As you go through your life (the younger years), you always hear people say: “I’m just doing this to fill out my resume.” But is your resume anything to write home about? Maybe it’s time to take a closer look at your resume or create a new one! This is no easy task, though. It’s going to take preparation and diligence to get your resume to the caliber you want. Future employers will likely assess your resume based on your CQR:

Certifications

Qualifications

Recommendations

So, whether you want a traditional paper resume or an outstanding t-shirt resume like the picture above, here’s what you can do to improve these 3 criteria and make your talents pop!

Certifications

What are your certifications?

#1: Certifications: Degree, Official Training, etc…

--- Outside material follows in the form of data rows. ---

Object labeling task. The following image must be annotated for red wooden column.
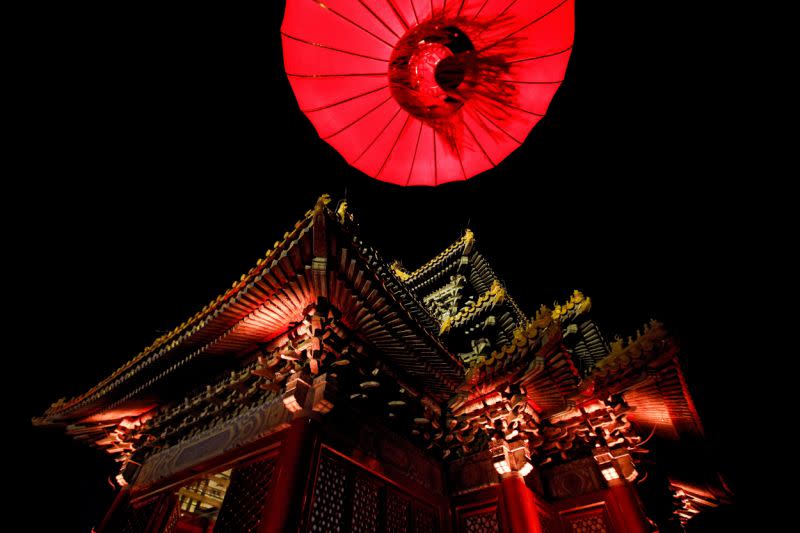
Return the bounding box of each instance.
[259,372,335,533]
[96,487,131,533]
[260,416,319,533]
[608,478,651,533]
[500,471,542,533]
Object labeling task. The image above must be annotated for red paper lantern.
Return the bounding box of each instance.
[281,0,575,185]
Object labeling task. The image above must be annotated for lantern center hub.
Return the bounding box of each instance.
[389,21,475,119]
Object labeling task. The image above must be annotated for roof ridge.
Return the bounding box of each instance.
[392,228,475,283]
[46,193,330,416]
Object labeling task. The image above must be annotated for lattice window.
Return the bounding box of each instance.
[308,451,439,533]
[414,505,438,533]
[310,454,347,533]
[386,490,409,533]
[120,500,160,533]
[351,476,380,533]
[567,510,611,533]
[161,501,181,533]
[214,458,275,533]
[464,509,500,533]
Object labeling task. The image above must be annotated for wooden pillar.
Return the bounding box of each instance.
[259,415,319,533]
[96,487,131,533]
[608,479,651,533]
[500,472,542,533]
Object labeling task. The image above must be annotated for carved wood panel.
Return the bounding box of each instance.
[307,449,440,533]
[561,504,614,533]
[214,457,275,533]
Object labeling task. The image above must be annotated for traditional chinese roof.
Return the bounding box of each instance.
[35,196,463,424]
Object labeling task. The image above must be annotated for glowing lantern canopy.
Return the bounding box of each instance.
[281,0,574,185]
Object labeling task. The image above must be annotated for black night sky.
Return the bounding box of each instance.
[14,0,745,532]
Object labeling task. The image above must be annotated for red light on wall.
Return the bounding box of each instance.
[281,0,574,185]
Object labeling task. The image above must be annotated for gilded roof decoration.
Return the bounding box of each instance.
[439,280,506,334]
[553,289,592,322]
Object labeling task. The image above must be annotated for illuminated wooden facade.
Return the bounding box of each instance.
[34,197,729,533]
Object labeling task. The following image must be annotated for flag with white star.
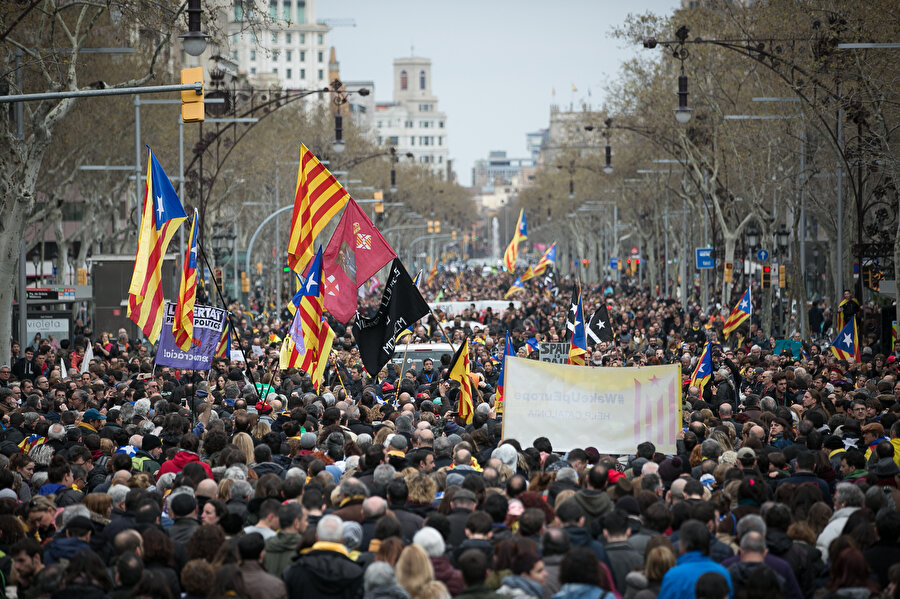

Certifications are very important. Most employers want more than just your word that you can actually do what you claim! Depending on the job, you’ll be required to have a certain level of certification or a certain level of education (or both). A simple certification is a great way to cut costs in the first place, but if you are on a tight budget you can find a college that offers an online education program that will certify you in a trade area. Sometimes a certification is all you need for the career you would like to pursue, so check the facts before proceeding. If you are required to get a full-blown degree, then there is a number of great ways you can avoid inflated costs. For instance, most colleges now offer online degrees for students with busy schedules and/or full-time jobs. Just remember that it’s crucial to have some sort of certification under your belt!

Qualifications

What are your qualifications?

#2: Qualifications: Life Experiences, Leadership Roles, etc…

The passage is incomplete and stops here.